Britain, proponents said, had to match the availability of alcohol to compete.

But even back then, others saw a huge downside. A traveler who has a meal and an alcoholic beverage at the airport “goes onto a plane perfectly sober and is so for perhaps an hour afterwards,” Somerville Hastings, a Labour Party lawmaker, said in a debate in 1956. “But later, he develops the symptoms of intoxication and becomes a nuisance.”

Being drunk on a flight is illegal in Britain, and endangering the safety of an aircraft is punishable by up to five years in jail.

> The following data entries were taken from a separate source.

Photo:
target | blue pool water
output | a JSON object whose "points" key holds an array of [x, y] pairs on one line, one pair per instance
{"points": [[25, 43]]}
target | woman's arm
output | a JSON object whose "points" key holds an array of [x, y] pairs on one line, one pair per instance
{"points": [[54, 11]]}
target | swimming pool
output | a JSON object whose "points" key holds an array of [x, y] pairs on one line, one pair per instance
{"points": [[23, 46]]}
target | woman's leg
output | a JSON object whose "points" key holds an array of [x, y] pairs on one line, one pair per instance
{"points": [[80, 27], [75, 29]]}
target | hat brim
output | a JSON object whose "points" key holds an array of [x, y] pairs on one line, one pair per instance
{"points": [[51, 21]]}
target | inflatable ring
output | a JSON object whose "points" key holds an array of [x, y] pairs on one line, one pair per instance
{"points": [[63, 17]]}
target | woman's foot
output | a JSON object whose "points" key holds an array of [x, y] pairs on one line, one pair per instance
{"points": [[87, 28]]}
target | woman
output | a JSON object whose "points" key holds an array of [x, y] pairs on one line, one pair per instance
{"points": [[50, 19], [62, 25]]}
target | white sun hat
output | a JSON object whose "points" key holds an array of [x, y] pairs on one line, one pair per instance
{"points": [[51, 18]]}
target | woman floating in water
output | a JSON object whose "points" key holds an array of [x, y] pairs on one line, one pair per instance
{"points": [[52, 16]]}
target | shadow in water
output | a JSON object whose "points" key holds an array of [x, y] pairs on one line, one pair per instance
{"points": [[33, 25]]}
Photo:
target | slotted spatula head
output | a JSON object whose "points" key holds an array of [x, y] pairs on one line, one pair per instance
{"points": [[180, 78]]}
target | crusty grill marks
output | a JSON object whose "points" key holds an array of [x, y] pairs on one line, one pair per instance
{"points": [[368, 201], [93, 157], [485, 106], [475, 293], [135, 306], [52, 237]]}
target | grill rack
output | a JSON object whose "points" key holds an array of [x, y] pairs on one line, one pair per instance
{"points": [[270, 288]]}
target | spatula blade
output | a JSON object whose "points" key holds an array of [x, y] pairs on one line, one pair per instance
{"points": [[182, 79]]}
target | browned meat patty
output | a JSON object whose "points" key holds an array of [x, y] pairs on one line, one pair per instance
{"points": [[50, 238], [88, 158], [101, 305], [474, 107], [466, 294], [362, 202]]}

At the Smithfield Pub at Luton, meanwhile, there was little appetite for changing the law to ban morning drinking. “Surely it’s a bigger problem at night?” said Inese Grinberga, 27, who was heading home to Latvia after traveling the world. “Why stop it in the morning?”

Ms. Grinberga was sharing a beer with a friend. They had decided to drink, she said, after walking past the pub and joking about “all the crazy people with pints at 7 a.m.”

Timmi Clark, 27, echoed the opposition. She was drinking a rose-petal covered gin and tonic while wearing a tiara to kick-start her bridal shower party in Bratislava, Slovakia.

“It’s my hen party, so I’m celebrating,” she said. “But it’s like tradition: You’re on holiday; you have a drink. Why stop that?”

Another person consuming alcohol, Sam Pugh, who was on his way to Athens for a 30th birthday bash, was halfway through a pint of lager. He said that preventing morning drinking would not stop travelers from getting drunk on planes, since passengers can buy booze on the flights.